By capitalizing on their own motherhood

Though some may view parenting as business setback, mompreneurs like Flesche, who teaches other moms how to start their own companies, and Heather, who helps other families stay safe through Get Safe Academy, view it as a major advantage. Sarah Jagger, founder of Domestic Objects, knows she can appeal her products (gorgeous, handmade play tents) to other parents, because they were originally made for her own kids. She also knows her tents are a great way of encouraging imaginative play without the use of technology.

“My customers are almost always moms who are looking for ways to keep their kids active, off electronics, and engaged,” Sarah says. “Today, iPads and other electronics are embedded in children’s lives, and I wanted to find ways to get them using their imagination, playing with each other, being active and having fun. From the marketing side, I think my story helps me sell.”

By owning it

Unfortunately, it’s all too common for working women to receive hurtful comments and questions regarding their abilities to raise happy families while advancing their careers. Mompreneurs experience this tenfold. Rachel Olsen, founder of Best Mom Products and author of the book Shark Tank Mompreneurs Take a Bite Out of Publicity, says she followed the entrepreneurial path to demonstrate female leadership to her daughters, which only strengthens her ability to deflect negative comments from others.

“It’s not for everybody, and it doesn’t need to be,” Rachel says of parenthood and business ownership. “We all have our own path to follow, and when someone discounts my choices in anything, I look at it as a reflection of what they internally have going on — issues they haven’t resolved in their own life. I don’t take it personally.”

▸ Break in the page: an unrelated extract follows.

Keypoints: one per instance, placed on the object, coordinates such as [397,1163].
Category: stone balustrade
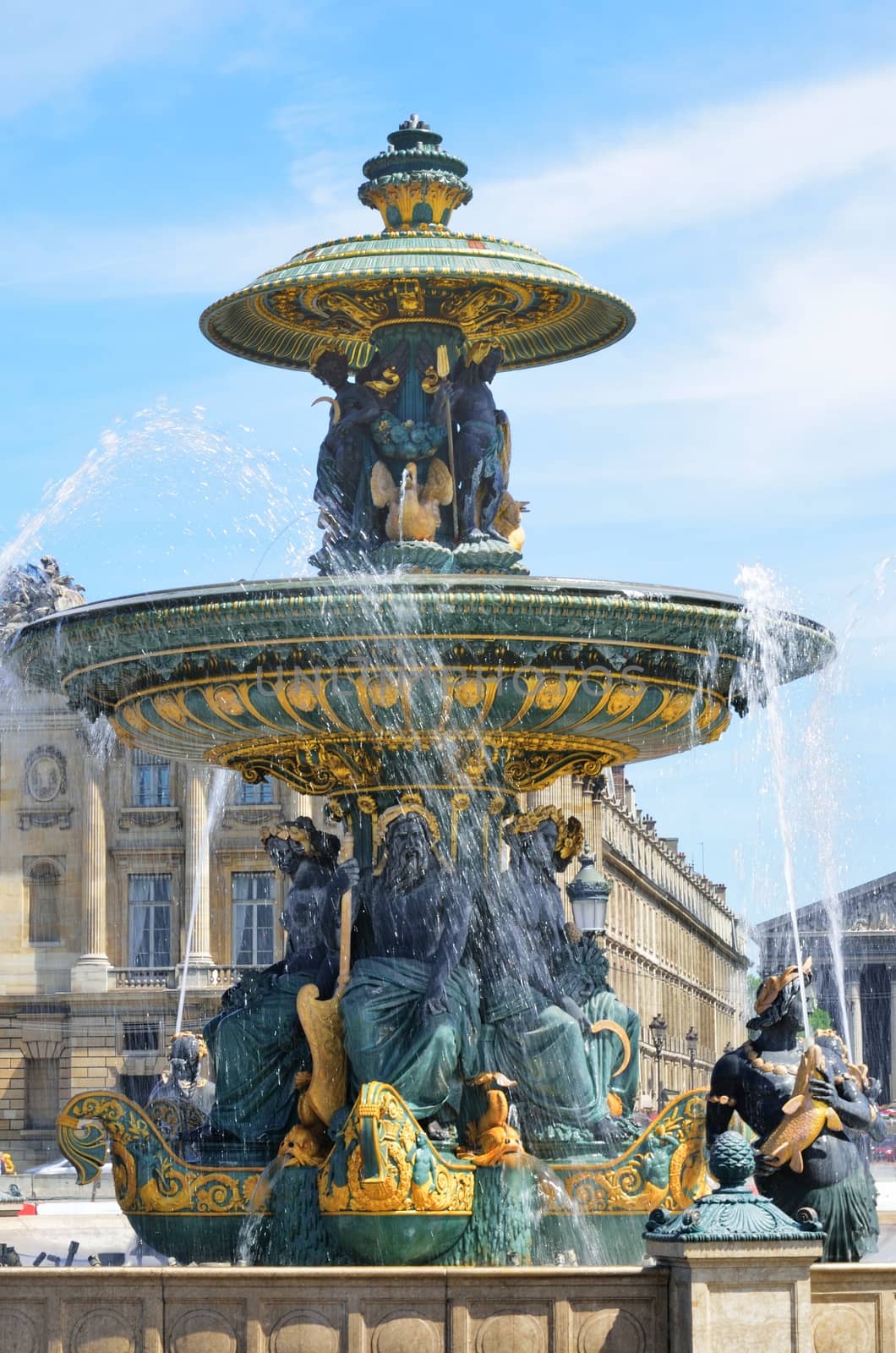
[437,1310]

Kalika Yap, founder of Luxe Link, The Waxing Co., Citrus Studios, and many others knows as a serial entrepreneur that her unique business lifestyle is right for her and her family. “I don’t feel guilty at all. I know what I do [for] myself or my family is for all of us. I also work very hard and try my best in both work and family life. I’m ‘all in,’” Kalika says.

Kalika is on track to starting a brand new company with her children called Conscious Kids, which will focus on ethical leadership in school-age children. By involving her kids directly in business ownership, Kalika is both a positive role model and a more interactive mother.

It certainly wasn’t easy, but these eight mompreneurs managed to master business ownership without sacrificing family. What will you do with your entrepreneurial career, now that you know anything is possible?